Quick Reference, Quote Type
*spoken: A quote is spoken out loud by a character in the text.
*thought: A character thinks a quote, rather than saying it out loud.
*written: A character internal to the text has written something that is quoted within the text.
*emph: A word or phrase is in quotation marks in order to emphasize it.
*distinct: A word or phrase is in quotes because it is linguistically distinct, so, for instance, it is slang or regional dialect.
*mentioned: A word or phrase is in quotes because the author refers to the word itself, such as in a discussion of its part of speech, rather than using the word.
*term: A word or phrase is in quotes because it is terminology. For instance, computer terms or scientific language.
*foreign: A word or phrase is in quotation marks because it does not belong to the predominant language used in the text.
*soCalled: An author uses scare quotes to distance him or herself from a word.
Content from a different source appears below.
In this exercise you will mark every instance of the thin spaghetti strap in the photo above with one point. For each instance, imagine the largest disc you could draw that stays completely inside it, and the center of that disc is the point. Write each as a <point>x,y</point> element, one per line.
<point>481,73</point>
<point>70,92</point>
Closers are most commonly seen at the ends of letters, but they also appear at the end of prefaces, pamphlets and other works. They include the closing salutation, such as "sincerely," the author's name, and sometimes information about the date of publication or the place. Closers are grouped inside the <closer> tag, which can contains <salute>, <signed>, or <dateline>.
<salute> is used to indicate the closing salutation, such as "sincerely" at the end of a letter.
<signed> is used to mark the signature of the document's author.
<dateline> marks any information about the text's creation, such as the date, place or publisher.